Iberian-Italian War
Italian Battle

8 April 1852


7 June 1855




Iberian Victory


Bandeira Federalista Ibérica (1854) Iberian Union

800px-Flag of Italy (1861-1946) Italy

Flag of Balearic Islands Kingdom of the Balearics


Bandeira Federalista Ibérica (1854) Leopoldo O'Donnel

Bandeira Federalista Ibérica (1854) Juan Prim

Flag of Italy (1861-1946) Joachim III

Flag of Italy (1861-1946) Guglielmo Pepe

Flag of Balearic Islands Achille I




Casualties and Losses



The Iberian-Italian War, also known as the War of 1852 or the Loyalist War, was an armed conflict lasting from 1852 to 1855. The fighting was between the Iberian Union, which had recently undergone a revolution which brought democracy, and the Kingdom of Italy, which put down a democratic revolution.


Iberian Union

Leopoldo O'Donnel

Leopoldo O'Donnel, the first president of the Iberian Union

The Iberian Union was a nation located in the Iberian Peninsula that was formed when Napoleon I unified the two conquered nations of Portugal and Spain.
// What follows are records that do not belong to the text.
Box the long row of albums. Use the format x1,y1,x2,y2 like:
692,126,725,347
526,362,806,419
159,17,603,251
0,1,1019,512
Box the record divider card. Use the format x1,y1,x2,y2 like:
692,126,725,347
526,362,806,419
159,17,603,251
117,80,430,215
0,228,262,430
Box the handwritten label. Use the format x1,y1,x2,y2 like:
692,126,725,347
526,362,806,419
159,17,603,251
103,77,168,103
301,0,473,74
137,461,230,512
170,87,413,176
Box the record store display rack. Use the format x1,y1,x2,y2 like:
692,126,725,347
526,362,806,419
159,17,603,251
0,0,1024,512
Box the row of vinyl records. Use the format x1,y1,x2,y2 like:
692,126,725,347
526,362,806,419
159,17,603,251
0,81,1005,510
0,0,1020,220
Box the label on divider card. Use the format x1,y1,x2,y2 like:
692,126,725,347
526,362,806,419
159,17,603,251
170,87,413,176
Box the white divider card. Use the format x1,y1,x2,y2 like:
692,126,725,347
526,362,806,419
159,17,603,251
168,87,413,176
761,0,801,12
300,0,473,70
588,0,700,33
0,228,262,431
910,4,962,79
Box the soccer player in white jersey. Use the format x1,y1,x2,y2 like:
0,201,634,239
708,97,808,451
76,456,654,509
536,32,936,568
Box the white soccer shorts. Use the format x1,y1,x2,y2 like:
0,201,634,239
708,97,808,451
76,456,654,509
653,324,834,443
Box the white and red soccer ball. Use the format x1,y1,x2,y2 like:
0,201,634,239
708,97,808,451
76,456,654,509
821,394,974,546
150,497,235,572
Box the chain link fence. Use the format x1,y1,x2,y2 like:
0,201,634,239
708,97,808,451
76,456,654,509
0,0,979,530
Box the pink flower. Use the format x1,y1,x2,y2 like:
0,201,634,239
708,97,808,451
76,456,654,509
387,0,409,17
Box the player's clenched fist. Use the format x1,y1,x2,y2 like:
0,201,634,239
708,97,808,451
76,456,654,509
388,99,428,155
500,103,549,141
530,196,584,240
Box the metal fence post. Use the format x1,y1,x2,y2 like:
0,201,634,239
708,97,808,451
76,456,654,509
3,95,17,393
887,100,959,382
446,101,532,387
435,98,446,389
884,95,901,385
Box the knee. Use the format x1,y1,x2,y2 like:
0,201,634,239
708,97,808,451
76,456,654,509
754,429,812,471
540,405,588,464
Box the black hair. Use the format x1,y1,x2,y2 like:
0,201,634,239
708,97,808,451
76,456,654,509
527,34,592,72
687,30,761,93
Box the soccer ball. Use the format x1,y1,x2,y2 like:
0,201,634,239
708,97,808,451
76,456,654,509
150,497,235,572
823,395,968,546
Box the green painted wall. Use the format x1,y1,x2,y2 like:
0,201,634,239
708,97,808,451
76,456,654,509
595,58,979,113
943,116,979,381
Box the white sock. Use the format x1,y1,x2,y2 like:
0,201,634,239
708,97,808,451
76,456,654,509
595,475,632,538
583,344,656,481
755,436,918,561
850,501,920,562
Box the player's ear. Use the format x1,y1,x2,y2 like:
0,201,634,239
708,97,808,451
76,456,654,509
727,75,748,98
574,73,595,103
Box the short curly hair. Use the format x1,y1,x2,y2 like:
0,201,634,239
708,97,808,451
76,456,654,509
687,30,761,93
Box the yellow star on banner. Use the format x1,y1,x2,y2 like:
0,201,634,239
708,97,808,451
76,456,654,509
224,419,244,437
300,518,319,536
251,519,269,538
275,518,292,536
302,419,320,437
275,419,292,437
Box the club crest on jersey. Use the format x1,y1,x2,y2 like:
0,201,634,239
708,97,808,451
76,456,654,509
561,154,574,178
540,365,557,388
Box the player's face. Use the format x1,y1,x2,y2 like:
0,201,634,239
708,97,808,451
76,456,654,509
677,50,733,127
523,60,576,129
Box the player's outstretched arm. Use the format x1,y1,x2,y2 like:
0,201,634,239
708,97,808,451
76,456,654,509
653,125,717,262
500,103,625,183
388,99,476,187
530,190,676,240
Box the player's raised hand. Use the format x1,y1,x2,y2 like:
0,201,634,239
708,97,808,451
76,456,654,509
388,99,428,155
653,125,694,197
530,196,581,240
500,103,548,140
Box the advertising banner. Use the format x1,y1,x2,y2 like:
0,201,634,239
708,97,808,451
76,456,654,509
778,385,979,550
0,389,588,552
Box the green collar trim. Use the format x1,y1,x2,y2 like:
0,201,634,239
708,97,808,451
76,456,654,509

Several guerrilla factions against the Union and French domination were formed, the most notable the Los Patriotas, or in English The Patriots. The Patriots were not against the Union but rather its monarchy, which was under the rule of Joseph I, the elder brother of Napoleon I.

During the 1840s, Joseph I's life dragged on, and this made his rule weaker, and the Patriots stronger. The death of Joseph I in 1845 marked the acension of his daughter, Zenaide I. During the transition from king to queen, rebellions broke out. The powerful French and Italian Armies was sent in, and the rebels weakened. Fortunately for the rebels, the French were forced to leave to fight the Germans in the War of 1847. This allowed the rebels to strike.

After Barcelona, Lisbon, and even the capital city of Madrid were taken by the rebels, Zenaide I was forced to flee to Rome, Italy. The Loyalists were forced to leave the Iberian Peninsula, and most of them left for the Balearic Islands. Back in the Iberian Union, Leopoldo O'Donnel was elected as the first president. He claimed that the Loyalist threat would be crushed, and soon the Iberian Army was heading to the Balearic Islands.

Kingdom of Italy

Map of Italy 1850

Map of the Italian Peninsula in 1850. The Kingdom of Italy is in red

The Kingdom of Italy was a nation consisting of the two-thirds of the Italian Peninsula; the northern third belonging to the French. The nation was formed, like the Iberian Union, by Napoleon I. In 1847, in the beginning of the European Revolutions, beloved King Joachim II died, and his son, Joachim III, ascended the throne. Revolutions against the monarchy were beginning, and the revolutionaries base was at Palermo, in the island of Sicily. Joachim III ordered the military to head down the Italian Peninsula and capture Palermo. The Italian Army did just that, capturing rebel strongholds along the way. The campaign took two years, ending in 1850 with the capture of Palermo by Joachim's force. Joachim became a powerful ruler, and his military became one of the most feared in Europe.

Joachim was also sympathetic for the Loyalists in the Iberian Revolution. When he learned that the fleeing Loyalists had set up camp in the Balearic Islands, he sent the army there to protect them. During the two years between the end of the Iberian Revolution and Iberian-Italian War, an estimated 500,000 troops had been sent to the Balearic Islands. The major city of Palma was the capital of the Kingdom of the Balearics, which was declared as a nation by Joachim. Joachim's younger brother, Achille, was declared the first king. The Iberian Union did not recognize the new Kingdom, and immidiantly sent troops to the islands.